Flowchart

Component chart

  • Overall chart

Upload/Edit flow

Two requests are sent in parallel: add file metadata and upload the file to cloud storage. Both requests originate from client 1.

Upload file metadata

  1. Client app computes the file metadata to be uploaded.

    • File name, file content MD5

    • Number of blocks (assume each block is 4MB) and MD5 values for each block.

  2. Client app sends the metadata to web server.

  3. Web server computes globally unique block IDs for each block.

  4. Web server sends metadata and block IDs to metadata DB change the file upload status to “pending.”

  5. Web server returns the block IDs to client app.

Upload file

  1. Client app request block servers to upload blocks.

  2. Block servers connect to metadata DB to verify permissions.

  3. Block servers verify correctness of MD5 values for each block

  4. Block servers store blocks inside object storage.

Notify other clients (Optional)

  1. Web servers notify notification service that a new file is being added.

  2. The notification service notifies relevant clients (client 2) that a file is being uploaded.

Download flow

  • Download flow is triggered by

    • A file is added or edited elsewhere.

    • User proactively request to sync files

Get notified about updates(Optional)

  1. Notification service informs client app that a file is changed somewhere else.

Fetch metadata

  1. Client app send requests to web servers to download files.

  2. Web servers call metadata DB to fetch metadata of changes and block IDs.

  3. Web servers return block IDs and block servers to client apps.

Fetch files

  1. Client app sends requests to block servers to download blocks.

  2. Block servers fetch metadata from metadata DB and verify permissions.

  3. Block servers fetch blocks from object storage.

  4. Block servers return blocks to client app.

  5. Client app verify MD5 and build the entire file.

Notification flow

  • How does a client know if a file is added or edited by another client?

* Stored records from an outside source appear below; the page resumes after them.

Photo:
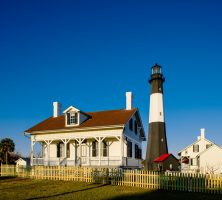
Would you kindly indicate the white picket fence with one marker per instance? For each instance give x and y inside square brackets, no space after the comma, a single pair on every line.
[136,178]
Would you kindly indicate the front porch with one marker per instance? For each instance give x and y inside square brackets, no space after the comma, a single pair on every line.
[79,151]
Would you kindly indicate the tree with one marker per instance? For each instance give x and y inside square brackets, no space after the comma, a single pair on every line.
[6,145]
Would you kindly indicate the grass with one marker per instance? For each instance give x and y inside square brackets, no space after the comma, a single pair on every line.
[19,188]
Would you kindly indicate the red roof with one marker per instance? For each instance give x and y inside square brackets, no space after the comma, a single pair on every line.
[102,118]
[162,158]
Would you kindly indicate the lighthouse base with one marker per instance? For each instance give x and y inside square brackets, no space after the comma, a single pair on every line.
[157,144]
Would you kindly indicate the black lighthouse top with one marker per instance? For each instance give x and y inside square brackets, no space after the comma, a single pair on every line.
[156,79]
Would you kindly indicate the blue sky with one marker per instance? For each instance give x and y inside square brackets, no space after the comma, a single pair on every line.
[89,53]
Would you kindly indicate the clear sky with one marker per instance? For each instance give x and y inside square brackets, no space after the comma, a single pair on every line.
[89,53]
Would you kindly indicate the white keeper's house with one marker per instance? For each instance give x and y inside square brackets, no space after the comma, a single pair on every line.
[111,138]
[202,156]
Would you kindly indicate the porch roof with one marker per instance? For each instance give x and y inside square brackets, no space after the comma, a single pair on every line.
[101,118]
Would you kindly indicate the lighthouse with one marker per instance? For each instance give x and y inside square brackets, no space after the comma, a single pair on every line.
[157,141]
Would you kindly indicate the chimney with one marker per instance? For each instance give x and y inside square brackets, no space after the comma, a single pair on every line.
[57,109]
[202,133]
[129,100]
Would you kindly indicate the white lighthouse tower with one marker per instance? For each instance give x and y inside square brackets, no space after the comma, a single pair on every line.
[157,142]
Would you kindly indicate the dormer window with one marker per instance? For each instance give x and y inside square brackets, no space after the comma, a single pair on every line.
[72,118]
[75,117]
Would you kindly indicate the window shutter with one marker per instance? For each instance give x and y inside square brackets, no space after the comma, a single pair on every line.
[104,149]
[135,127]
[131,124]
[68,150]
[129,149]
[58,150]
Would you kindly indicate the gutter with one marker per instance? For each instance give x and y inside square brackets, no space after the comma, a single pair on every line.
[76,129]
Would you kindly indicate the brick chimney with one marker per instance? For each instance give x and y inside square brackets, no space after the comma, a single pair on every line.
[129,100]
[57,109]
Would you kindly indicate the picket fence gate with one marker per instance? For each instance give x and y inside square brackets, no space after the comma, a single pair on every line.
[173,181]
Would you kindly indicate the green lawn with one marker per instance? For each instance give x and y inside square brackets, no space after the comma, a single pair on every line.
[18,188]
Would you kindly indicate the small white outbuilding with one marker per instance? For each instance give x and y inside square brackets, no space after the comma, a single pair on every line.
[202,156]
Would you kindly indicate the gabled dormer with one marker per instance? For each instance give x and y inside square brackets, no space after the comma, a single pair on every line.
[74,117]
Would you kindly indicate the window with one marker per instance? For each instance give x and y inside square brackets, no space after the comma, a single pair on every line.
[105,149]
[196,148]
[60,150]
[131,124]
[72,118]
[94,148]
[135,127]
[129,149]
[138,152]
[68,150]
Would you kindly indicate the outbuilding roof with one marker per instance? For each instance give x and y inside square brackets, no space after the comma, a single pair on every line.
[162,158]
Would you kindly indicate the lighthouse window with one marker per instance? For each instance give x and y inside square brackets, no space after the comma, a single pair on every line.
[131,124]
[72,118]
[129,149]
[196,148]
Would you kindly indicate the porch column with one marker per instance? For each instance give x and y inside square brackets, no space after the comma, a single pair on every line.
[99,151]
[32,151]
[48,142]
[65,141]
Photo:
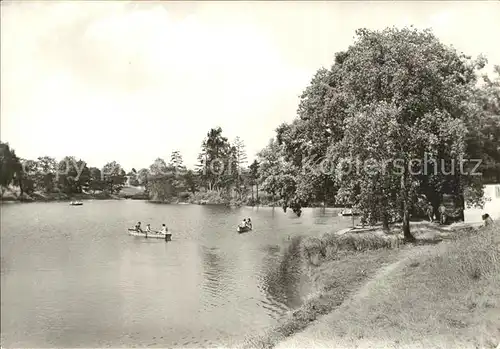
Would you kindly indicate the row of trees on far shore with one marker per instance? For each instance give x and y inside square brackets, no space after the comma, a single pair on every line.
[393,95]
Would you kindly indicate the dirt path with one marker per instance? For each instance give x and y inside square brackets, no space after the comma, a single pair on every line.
[315,335]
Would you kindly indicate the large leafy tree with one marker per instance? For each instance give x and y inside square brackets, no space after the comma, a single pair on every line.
[422,91]
[46,173]
[214,159]
[114,177]
[159,181]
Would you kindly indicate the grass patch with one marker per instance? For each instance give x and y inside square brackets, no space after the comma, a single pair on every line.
[331,246]
[333,282]
[444,296]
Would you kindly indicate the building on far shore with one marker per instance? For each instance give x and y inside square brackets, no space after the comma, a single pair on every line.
[491,206]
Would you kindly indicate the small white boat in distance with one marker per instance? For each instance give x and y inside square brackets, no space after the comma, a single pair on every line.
[152,234]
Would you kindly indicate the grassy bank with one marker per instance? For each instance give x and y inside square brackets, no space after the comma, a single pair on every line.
[444,296]
[342,267]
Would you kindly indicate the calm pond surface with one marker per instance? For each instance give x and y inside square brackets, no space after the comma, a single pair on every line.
[71,276]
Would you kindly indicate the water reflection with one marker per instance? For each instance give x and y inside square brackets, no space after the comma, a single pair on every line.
[74,277]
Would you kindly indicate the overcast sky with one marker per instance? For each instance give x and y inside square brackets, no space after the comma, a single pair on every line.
[131,82]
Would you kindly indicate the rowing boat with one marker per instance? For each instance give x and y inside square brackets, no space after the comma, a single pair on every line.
[243,229]
[152,234]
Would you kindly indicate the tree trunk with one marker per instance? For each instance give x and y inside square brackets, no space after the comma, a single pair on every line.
[385,221]
[406,211]
[462,207]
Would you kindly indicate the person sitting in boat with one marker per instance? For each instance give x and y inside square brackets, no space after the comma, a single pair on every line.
[164,229]
[487,219]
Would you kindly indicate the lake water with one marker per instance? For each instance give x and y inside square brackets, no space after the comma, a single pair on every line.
[71,276]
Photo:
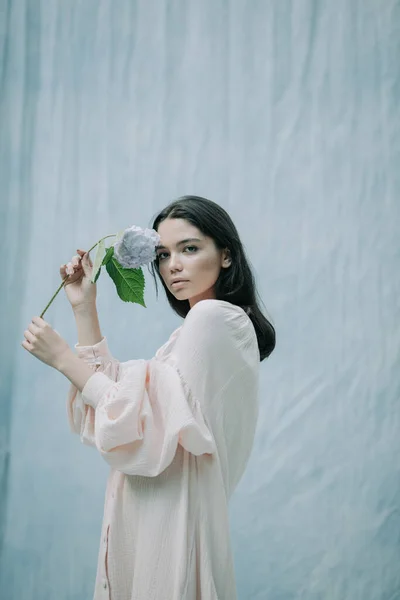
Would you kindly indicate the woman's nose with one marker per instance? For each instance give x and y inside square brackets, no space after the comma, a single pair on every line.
[174,263]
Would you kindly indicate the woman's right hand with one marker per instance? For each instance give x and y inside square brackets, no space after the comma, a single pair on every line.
[78,287]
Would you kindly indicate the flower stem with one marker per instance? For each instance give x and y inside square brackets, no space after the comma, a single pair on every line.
[66,278]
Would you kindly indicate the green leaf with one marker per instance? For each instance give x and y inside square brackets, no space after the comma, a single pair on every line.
[130,283]
[101,250]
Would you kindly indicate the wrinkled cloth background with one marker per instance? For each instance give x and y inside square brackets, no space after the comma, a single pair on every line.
[287,114]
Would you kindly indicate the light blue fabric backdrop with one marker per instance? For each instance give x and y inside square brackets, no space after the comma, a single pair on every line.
[287,114]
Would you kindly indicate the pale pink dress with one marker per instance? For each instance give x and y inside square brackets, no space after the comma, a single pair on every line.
[177,431]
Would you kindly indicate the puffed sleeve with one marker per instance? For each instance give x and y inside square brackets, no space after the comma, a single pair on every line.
[138,412]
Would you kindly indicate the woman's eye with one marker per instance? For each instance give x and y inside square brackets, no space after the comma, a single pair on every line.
[186,248]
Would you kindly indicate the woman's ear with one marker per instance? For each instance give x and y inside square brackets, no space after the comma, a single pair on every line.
[226,258]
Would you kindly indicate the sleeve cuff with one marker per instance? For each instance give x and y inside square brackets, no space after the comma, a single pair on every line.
[95,388]
[97,354]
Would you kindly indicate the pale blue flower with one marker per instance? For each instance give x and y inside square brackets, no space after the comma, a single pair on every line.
[137,247]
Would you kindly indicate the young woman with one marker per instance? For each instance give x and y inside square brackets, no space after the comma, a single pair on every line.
[176,430]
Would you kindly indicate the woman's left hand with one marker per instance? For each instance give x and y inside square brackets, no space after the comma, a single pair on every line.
[45,343]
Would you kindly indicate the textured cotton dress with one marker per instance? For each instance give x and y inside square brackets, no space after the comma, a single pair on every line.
[177,431]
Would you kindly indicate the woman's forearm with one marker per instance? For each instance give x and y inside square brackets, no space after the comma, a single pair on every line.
[88,326]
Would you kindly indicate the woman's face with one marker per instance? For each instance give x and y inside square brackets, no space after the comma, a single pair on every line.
[197,261]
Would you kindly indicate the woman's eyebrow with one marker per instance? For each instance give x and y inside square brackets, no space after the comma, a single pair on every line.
[180,243]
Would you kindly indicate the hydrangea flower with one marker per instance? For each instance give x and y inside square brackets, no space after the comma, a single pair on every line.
[137,247]
[134,247]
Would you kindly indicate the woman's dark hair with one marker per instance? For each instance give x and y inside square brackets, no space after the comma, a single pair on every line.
[235,284]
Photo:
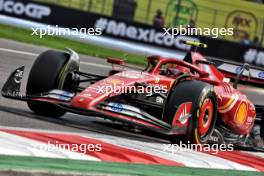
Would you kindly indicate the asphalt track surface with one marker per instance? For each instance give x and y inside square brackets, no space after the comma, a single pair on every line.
[16,114]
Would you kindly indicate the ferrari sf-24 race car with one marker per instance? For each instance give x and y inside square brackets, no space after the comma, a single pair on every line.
[196,100]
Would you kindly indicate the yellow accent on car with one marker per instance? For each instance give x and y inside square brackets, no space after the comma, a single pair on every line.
[241,113]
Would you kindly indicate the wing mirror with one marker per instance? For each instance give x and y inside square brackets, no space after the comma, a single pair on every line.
[240,73]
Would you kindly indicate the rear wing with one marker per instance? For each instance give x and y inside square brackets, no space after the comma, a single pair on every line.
[231,69]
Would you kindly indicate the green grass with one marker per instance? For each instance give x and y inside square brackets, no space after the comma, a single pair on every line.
[109,168]
[23,35]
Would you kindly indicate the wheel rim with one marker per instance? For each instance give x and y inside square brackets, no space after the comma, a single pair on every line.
[205,117]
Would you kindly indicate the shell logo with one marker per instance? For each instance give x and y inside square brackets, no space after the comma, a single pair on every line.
[241,113]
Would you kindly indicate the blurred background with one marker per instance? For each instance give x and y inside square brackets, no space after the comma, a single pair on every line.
[246,17]
[136,26]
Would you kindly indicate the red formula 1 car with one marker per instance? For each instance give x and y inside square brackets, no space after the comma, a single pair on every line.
[189,97]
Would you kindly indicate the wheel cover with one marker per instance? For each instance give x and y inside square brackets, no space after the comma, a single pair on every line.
[205,117]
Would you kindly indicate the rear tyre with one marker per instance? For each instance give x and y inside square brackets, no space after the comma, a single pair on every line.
[45,75]
[204,109]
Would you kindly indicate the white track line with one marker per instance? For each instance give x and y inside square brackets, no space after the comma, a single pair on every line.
[35,54]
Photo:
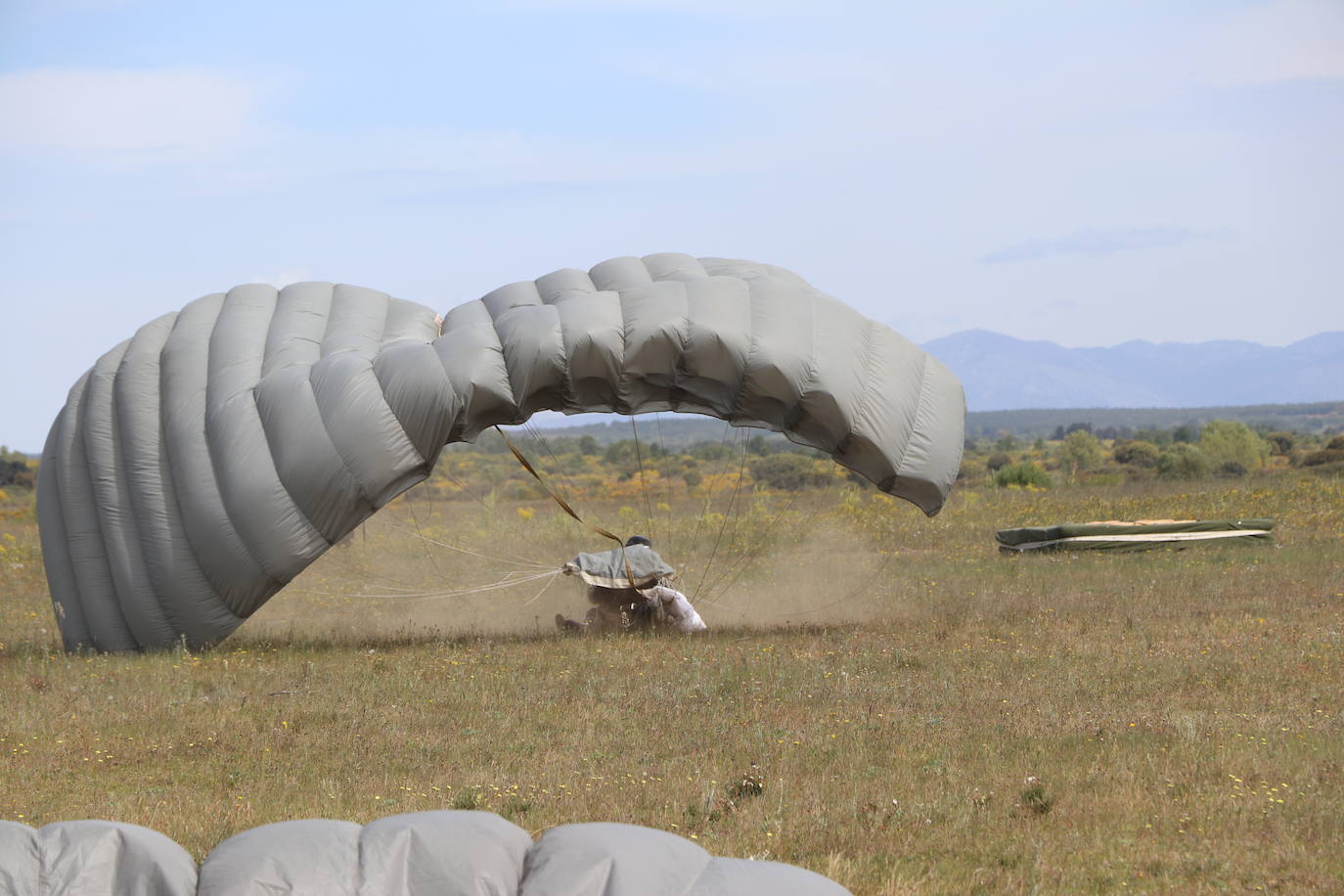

Notify online and offline client

  • Client online: Notification service will inform client A that changes are made somewhere so it needs to pull the latest data.

  • Client offline: while a file is changed by another client, data will be saved to the cache. When the offline client is online again, it pulls the latest changes.

Long polling vs websockets

  • Even though both options work well, we opt for long polling for the following two reasons:

    • Communication for notification service is not bi-directional. The server sends information about file changes to the client, but not vice versa.

    • WebSocket is suited for real-time bi-directional communication such as a chat app.